在第十次發現自己被偷瞧的王鹿終於忍不得了:「你,過來。」
淮齊書不明所以地走過去:「王指揮使,可是奴婢哪裡做的不好?」
王鹿不怎麼客氣道:「別裝了,你不是丫鬟。」
淮齊書絲毫不慌,反而有些高興:「你從哪裡看出來的?」
王鹿不答淮齊書的話:「你是裴知州府上的大娘子?」
淮齊書兩眼亮晶晶:「你怎麼知道?」
手一看就不是做丫鬟的,怎麼可能瞞過他的眼睛?再加上淮齊書長得與聞越眉眼很有幾分像,裴菱爻娶的就是淮氏女,一推斷,淮齊書的身份自然而然就出來了。
王鹿半點沒有陪小女郎胡鬧的意思,故意露出周身煞意道:「我此次前來是有要務在身,裴大娘子若是實在閑,最好去別處尋樂,莫要浪費我時間。」
淮齊書不僅不怕,反而笑了起來:「我就在協助你辦要務呢。」
「什麼意思?」
裴菱爻收了玉佩後,言說要十日才能將事情辦好,讓王鹿在府上暫住十日,到時再讓他將結果帶回去復命。
機密事情王鹿不好細問,便依言住下了。
王鹿此時聽淮齊書這麼說不由多想,臉色頓時就不好看起來。
淮齊書大大方方的在王鹿面前坐下,托腮看著他道:「爹說的不錯,你果然不知道前來相看的事。」
王鹿:「相看?」
淮齊書點頭,指指自己又指指王鹿:「你和我相看。」
王鹿:「........」
淮齊書繼續道:「你送來的那塊玉佩,是我從小貼身佩戴之物。」
王鹿不由想到林知皇給他玉佩時,略帶戲謔的眼神。
淮齊書將玉佩拿出來放到王鹿面前:「我這會與你說這麼多,意思......你知道的吧?」
就是看上他了的意思。王鹿是個聰明人,自然不會不懂,看著明媚笑看他的女郎,心中各種滋味湧上心頭。林世叔,這是不要他了嗎?
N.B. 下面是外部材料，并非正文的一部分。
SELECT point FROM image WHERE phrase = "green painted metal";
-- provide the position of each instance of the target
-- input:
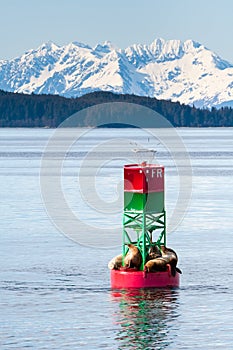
(149, 202)
(150, 229)
(144, 222)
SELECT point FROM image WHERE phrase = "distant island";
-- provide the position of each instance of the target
(24, 110)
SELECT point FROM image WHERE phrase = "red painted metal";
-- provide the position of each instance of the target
(129, 278)
(143, 179)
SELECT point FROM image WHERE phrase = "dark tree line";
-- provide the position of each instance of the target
(21, 110)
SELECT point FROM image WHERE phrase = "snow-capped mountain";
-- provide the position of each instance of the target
(173, 70)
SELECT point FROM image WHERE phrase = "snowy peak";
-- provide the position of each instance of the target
(186, 71)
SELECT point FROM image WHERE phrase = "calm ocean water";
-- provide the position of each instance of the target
(55, 293)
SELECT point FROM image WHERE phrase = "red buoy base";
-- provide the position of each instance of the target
(129, 278)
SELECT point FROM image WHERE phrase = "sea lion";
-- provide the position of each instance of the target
(153, 253)
(133, 258)
(115, 263)
(171, 257)
(154, 265)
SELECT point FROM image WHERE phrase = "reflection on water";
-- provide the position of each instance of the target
(145, 318)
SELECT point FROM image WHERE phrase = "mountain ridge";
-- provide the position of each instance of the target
(185, 72)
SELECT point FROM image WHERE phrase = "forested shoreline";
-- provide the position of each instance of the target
(22, 110)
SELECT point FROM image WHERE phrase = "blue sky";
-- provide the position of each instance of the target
(27, 24)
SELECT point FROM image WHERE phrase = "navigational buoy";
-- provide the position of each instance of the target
(145, 262)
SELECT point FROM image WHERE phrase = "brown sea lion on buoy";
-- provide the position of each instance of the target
(133, 258)
(154, 265)
(171, 257)
(115, 263)
(153, 253)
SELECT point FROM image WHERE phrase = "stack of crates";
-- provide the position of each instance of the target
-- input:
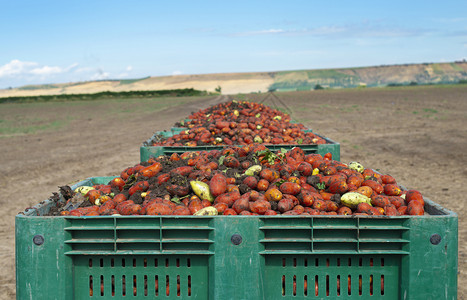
(235, 257)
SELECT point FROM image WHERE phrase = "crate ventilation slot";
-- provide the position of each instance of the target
(145, 276)
(138, 236)
(325, 235)
(332, 276)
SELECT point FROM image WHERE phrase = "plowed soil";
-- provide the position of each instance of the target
(416, 134)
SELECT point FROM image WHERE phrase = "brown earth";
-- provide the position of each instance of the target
(416, 134)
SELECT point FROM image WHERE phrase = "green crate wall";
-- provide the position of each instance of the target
(236, 257)
(331, 146)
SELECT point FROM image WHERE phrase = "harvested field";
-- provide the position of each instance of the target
(416, 134)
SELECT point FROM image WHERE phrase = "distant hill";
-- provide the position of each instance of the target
(234, 83)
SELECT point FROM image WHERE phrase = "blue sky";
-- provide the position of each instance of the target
(68, 41)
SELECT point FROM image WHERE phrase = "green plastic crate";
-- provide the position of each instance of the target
(236, 257)
(178, 130)
(147, 152)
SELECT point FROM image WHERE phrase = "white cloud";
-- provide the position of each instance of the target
(100, 75)
(19, 73)
(46, 70)
(260, 32)
(16, 67)
(352, 30)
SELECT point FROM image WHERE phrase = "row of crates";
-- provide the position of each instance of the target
(235, 257)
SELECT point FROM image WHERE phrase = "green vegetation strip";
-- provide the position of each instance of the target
(106, 95)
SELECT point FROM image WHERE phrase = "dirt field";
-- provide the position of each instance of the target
(416, 134)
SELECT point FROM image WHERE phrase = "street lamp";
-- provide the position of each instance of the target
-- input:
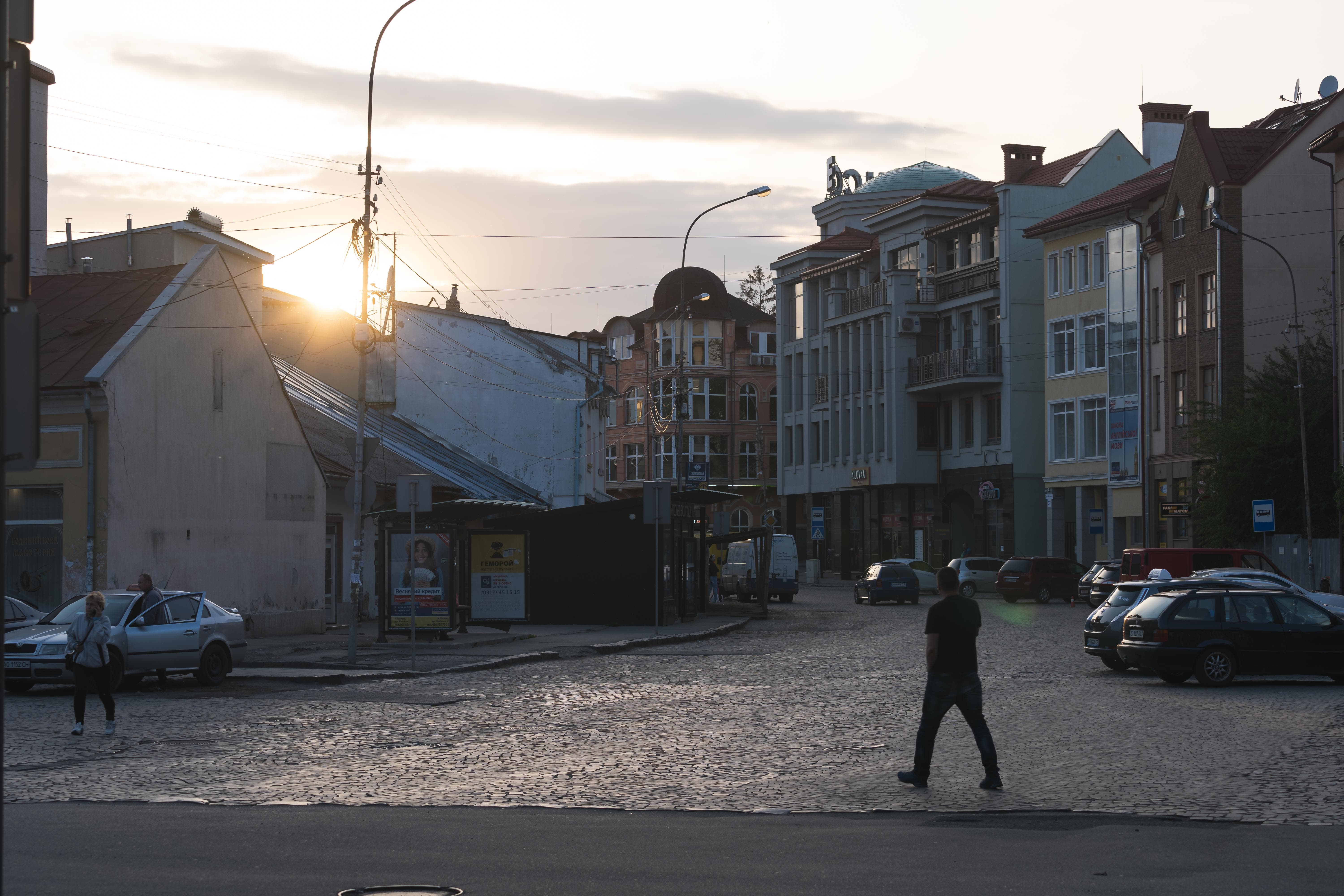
(1302, 408)
(681, 324)
(365, 345)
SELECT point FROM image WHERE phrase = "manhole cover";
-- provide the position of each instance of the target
(404, 890)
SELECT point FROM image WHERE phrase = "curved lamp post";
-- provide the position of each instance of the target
(1302, 410)
(682, 338)
(364, 345)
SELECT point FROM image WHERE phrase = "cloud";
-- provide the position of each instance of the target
(673, 115)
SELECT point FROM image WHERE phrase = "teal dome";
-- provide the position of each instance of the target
(923, 175)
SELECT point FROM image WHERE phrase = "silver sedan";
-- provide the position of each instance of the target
(182, 633)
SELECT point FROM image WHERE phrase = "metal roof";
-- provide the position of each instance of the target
(464, 471)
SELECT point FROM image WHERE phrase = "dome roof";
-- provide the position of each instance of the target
(923, 175)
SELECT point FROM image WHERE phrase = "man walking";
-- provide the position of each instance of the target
(951, 655)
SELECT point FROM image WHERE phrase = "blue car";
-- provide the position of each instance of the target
(888, 581)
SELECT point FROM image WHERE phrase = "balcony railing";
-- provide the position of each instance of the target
(956, 365)
(954, 285)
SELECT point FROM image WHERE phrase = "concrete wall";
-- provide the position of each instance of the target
(196, 492)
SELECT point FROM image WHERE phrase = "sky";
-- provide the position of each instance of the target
(517, 140)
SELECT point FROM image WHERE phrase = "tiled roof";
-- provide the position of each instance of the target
(1052, 174)
(1118, 198)
(83, 316)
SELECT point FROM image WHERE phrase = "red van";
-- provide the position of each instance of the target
(1136, 563)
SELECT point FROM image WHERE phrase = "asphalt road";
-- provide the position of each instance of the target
(130, 850)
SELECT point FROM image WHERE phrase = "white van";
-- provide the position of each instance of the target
(739, 574)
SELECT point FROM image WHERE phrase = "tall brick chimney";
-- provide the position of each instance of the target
(1021, 160)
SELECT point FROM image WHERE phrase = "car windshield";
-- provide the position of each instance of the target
(67, 613)
(1126, 596)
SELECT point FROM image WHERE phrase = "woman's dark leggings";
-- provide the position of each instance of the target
(89, 680)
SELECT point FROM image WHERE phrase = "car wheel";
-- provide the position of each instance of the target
(214, 667)
(1216, 668)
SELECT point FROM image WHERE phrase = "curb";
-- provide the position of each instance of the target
(616, 647)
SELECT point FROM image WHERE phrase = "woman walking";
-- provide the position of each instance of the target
(88, 636)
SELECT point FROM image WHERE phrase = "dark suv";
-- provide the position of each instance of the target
(1218, 635)
(1040, 578)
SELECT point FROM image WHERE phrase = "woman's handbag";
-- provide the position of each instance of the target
(75, 652)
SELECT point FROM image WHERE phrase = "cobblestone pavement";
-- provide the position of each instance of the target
(811, 711)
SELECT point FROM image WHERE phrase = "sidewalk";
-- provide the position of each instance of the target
(322, 657)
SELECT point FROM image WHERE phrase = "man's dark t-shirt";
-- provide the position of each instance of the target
(956, 621)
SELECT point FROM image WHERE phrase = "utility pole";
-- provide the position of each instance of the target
(364, 345)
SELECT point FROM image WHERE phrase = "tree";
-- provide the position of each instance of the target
(1252, 450)
(759, 291)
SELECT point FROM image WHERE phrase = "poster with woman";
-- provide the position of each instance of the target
(421, 573)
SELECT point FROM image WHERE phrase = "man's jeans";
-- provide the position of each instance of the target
(944, 691)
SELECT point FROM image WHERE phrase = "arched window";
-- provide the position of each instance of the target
(634, 405)
(747, 402)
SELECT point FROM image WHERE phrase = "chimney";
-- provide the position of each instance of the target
(1165, 123)
(1021, 160)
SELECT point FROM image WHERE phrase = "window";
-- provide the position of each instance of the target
(635, 461)
(634, 405)
(1181, 312)
(1062, 347)
(749, 467)
(1095, 342)
(1209, 302)
(1095, 428)
(994, 420)
(927, 426)
(1062, 424)
(747, 402)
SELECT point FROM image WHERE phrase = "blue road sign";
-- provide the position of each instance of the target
(1263, 516)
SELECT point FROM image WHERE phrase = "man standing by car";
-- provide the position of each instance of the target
(951, 633)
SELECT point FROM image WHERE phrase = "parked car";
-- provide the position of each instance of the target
(19, 614)
(1040, 578)
(1103, 584)
(1216, 637)
(888, 581)
(1136, 563)
(928, 575)
(737, 577)
(1104, 629)
(976, 574)
(182, 633)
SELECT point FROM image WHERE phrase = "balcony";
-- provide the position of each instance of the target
(959, 283)
(968, 365)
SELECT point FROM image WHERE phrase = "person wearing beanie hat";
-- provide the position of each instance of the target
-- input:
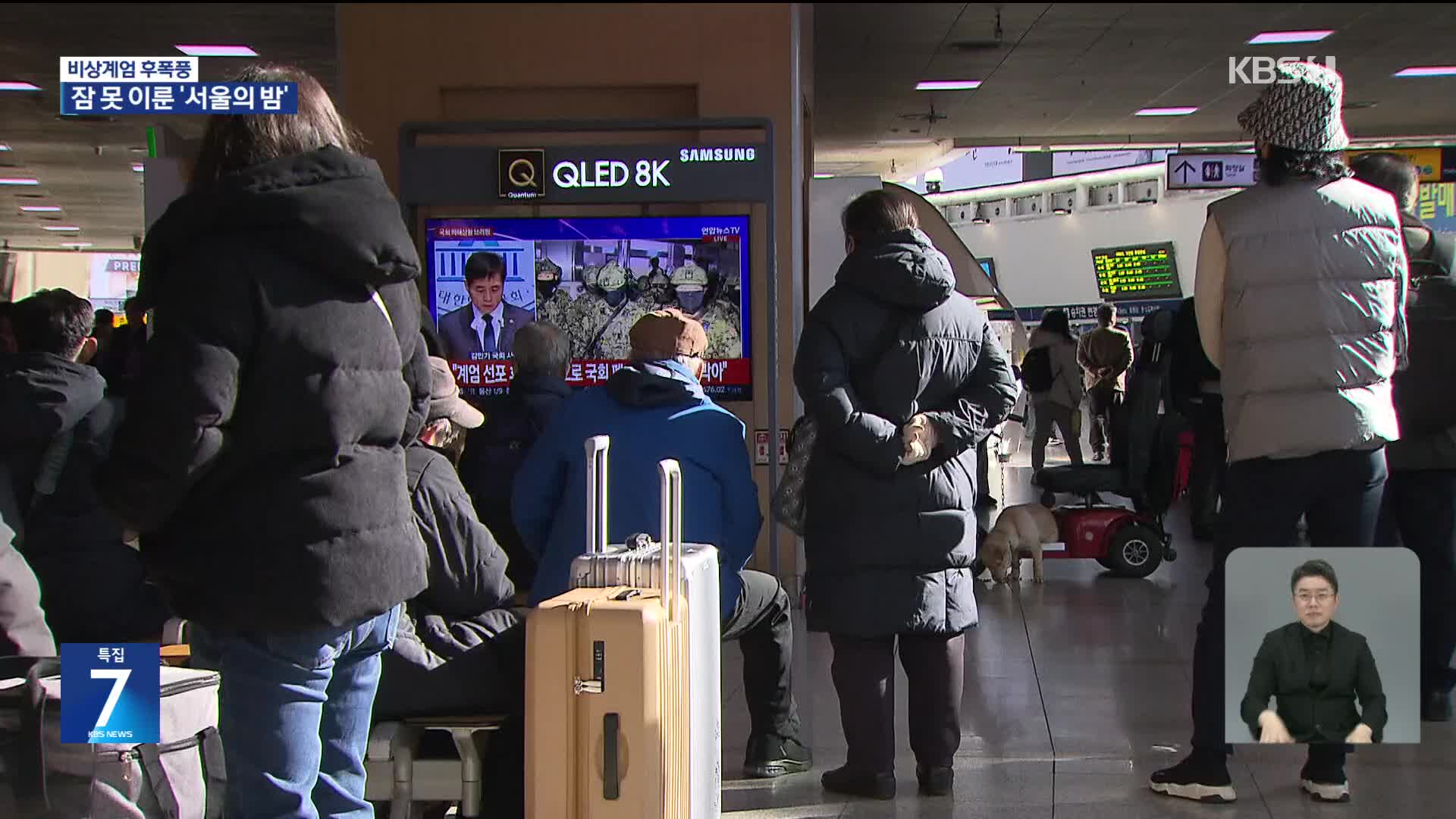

不,面前這女郎.....是林世叔的表妹,自己若娶了她,到與林世叔是實打實的親戚了.....還與林世叔同輩?
「不說話,我就當你也相看上了。」
淮齊書對自己那是相當的有信心,說了這麼多到底也是有些害羞的,這句話落,轉身就跑了出去。
「等等!」王鹿反應過來,忙要攔人。
淮齊書卻怕自己此時的紅臉被王鹿看了,到底露怯,壓根就不聽王鹿說什麼,一陣風地沖了出去。
王鹿:「.......」
行吧,他也確實該成家了,叔父和叔母都催了他好幾年了.......
良久後,王鹿接受了這個事實,又不禁美了起來,那他日後......
得改口叫.......林世叔表姐?
如此一想,王鹿突然覺得,這婚事倒也不錯。